You are welcomed to the album with a badass baseline of Morning Rain. The first few songs are fast paced tracks to knock you around and throw you into the deep end, with nothing held back. Anger and rage are the welcome mat they throw at your feet, to see if you are ready to step into their sound. The cycle of high to low tempo continues throughout the album letting you ride the wave of sound, so better bring your surfboard.

Sally’s Place sounds like a lost memory of good times and bad. A place in the past but never forgotten. The song is nostalgic sounding, achieving a level of connectivity to make you feel as if you are walking in their shoes. The grungier tones pick up from time to time with an offbeat hard strum slamming a light distortion.

Low Life is all about the cheek of the message. Its in your face lyrics are hitting hard on the ear drum, adding to the song’s repetitive state of mind. “Punch in, Punch out, Punch in, Punch out, Clock in, Clock out, Get in, Get out,” rings throughout the song – tying a knot around time and making sure you don’t forget. The setting puts people’s days on a conveyor belt of time, showing their rage for a content society with that cycle on repeat. So where do you stand? As with the concept of time play in Sunrise/Sunset by Bright Eyes or Pure Imagination by Richie Cunning, their message of are you going to live on continual repeat or actually do something with it is a real thought provoker. The lyrics are rough and raw, slapping the listener in the face; the power chords and rock of this song make it a banger.

Younger takes you down memory lane to smack you in the face with the old days when nothing mattered but being around good friends; being young, wild and free. It’s like they are looking back and remembering the good times, not really knowing what’s next but falling back into memory lane and stomping around in the days which felt simpler.

The album enters a descrendo with the final number Gallows, filled with ambient tones and moments of silence. It’s a nice closer to the album as the dance slowly fades away into the frequency of sound.

Doomsday Ballet may not be everyone’s cup of tea with its hard style, raw lyrics and intimidating pace (at times) but there is a lot to be appreciated when listened to in full.
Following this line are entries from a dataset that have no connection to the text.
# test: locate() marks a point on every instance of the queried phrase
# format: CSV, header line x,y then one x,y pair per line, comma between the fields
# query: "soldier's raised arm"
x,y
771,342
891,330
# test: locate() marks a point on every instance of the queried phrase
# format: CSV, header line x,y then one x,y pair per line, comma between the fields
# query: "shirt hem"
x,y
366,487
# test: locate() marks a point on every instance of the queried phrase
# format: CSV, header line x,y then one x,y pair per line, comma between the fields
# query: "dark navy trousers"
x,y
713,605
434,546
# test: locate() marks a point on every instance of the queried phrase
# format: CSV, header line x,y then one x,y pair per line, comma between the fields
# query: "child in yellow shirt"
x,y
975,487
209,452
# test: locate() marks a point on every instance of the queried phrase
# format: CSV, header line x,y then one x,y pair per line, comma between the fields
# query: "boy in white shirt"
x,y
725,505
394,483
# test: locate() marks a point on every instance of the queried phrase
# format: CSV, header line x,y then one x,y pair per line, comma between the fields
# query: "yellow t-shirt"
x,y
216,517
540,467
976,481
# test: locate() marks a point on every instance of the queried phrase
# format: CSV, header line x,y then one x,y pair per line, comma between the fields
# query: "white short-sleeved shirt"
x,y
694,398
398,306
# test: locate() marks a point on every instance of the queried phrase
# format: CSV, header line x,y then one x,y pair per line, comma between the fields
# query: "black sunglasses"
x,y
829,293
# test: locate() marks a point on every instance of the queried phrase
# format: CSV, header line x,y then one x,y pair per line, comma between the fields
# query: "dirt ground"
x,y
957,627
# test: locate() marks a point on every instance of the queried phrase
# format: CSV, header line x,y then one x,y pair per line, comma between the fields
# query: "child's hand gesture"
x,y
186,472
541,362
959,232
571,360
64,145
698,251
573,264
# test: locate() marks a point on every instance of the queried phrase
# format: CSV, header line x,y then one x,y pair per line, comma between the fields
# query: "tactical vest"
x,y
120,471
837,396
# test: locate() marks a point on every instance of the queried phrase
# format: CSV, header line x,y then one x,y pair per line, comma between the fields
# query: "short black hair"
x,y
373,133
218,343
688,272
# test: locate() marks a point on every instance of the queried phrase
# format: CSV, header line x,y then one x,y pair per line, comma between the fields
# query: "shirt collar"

Bad//Dreems bring a defining sound to the Australian new rock scene, with their true blue, stuck in throat Aussie style reminiscent of WA’s own Peter Bibby. Listening to their album you find a rich range of diversity and the title is truly fitting as they dance softly at times and then open up the sky to let it fall down with their armageddon of rage.

There are moments to reflect, moments to feel their struggle and moments to head bang in the car on your way to the beach.